We set several parameters for the test. We were not allowed access to production or dev sites, task definitions, or EFS volumes. We were not allowed access to existing RDS databases. Finally, access to S3 was allowed (but this was identified as a dependency; see below)

Persistent Storage Mechanisms Tested and Recovered:

We can confirm that we were able to restore the following persistent storage components from our backups:

  • Works Postgres RDS (9 mins)
  • WordPress MySQL RDS (12 mins)
  • Registry RDS (snapshots confirmed)
  • Search snapshot
  • Registry EBS

Persistent Storage Mechanisms Unable to Be Recovered (All Now Resolved):

We did, though, hit one problem. Although we can see that we have taken EFS snapshots throughout, giving us a robust backup solution, we were unable to restore the filesystem of uploads and media from the main Commons site. While this is crucial, it appears to be fixable with a simple permissions tweak to allow us to restore. We then heard back from AWS and, with a small fix, this restore went through just fine.

  • EFS dynamic content folder (snapshotted daily)
    • We did not have permission to restore an EFS snapshot in AWS

Identified Dependencies and Weaknesses:

We identified several dependencies and weaknesses in our backup and restore systems. The most notable of these is a total reliance on AWS. We use their backup services and systems. If AWS goes, our infrastructure is currently in difficulty. We will be fixing this in the very near future. That said, if AWS disappears off the face of the earth tomorrow, with no warning, we all have a much bigger problem! That said, this is something we wish to address and I have initiated a discussion internally about ensuring that all backups have an offsite, different provider counterpart.
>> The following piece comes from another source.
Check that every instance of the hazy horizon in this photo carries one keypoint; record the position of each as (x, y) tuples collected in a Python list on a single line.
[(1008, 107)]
  • Backups for Works are handled by S3 versioning
    • In case of total catastrophic failure, worldwide, of S3, we would not have backups
    • Very unlikely scenario
  • Backups for RDS is handled by RDS system
    • Failure of AWS RDS systems would compromise backups
    • There is also a “restore from S3 scenario”
    • Very unlikely scenario
  • Backups for EBS root filesystems of EC2 ECS hosts not taken
    • Not needed. Nothing is stored on the root fs
    • No risk
  • Backups for EFS are all stored in AWS snapshots
    • See above for problems during restore, now resolved
  • We do not have backups of task definition JSONs
    • This is not catastrophic, as we can recreate them, but would radically slow down restore
    • Moderate risk / delay factor
  • We do not have backups of secrets
    • Not catastrophic as we have these are all stored securely elsewhere but could take a long time to recreate, especially as many secrets are used for environment setup
    • Moderate risk / delay factor
  • Users and security groups (IAM stuff) are not backed up
    • Can all be recreated but will take time
    • Can be addressed by thorough documentation
    • Would not help in the case of a migration to a new platform for restore, anyway
    • Moderate

Conclusions

With huge thanks to Dimitrios for his work setting everything up, our backup processes at Knowledge Commons appear to be robust. We take regular snapshots and recovery backups of all services that store persistent data. There are still aspects of this that we needed to test, and the EFS filesystem recovery is now confirmed as working. We also need to work to get more of ephemeral infrastructure documented so that any recovery isn’t delayed by having to experiment to get the infrastructure running (and also to militate against centralised information with one source only). Most crucially, we need to break the total AWS dependence so that if something catastrophic happened to our access or their services, recovery would be much easier. We will be discussing this shortly at Knowledge Commons so that we can break this cycle.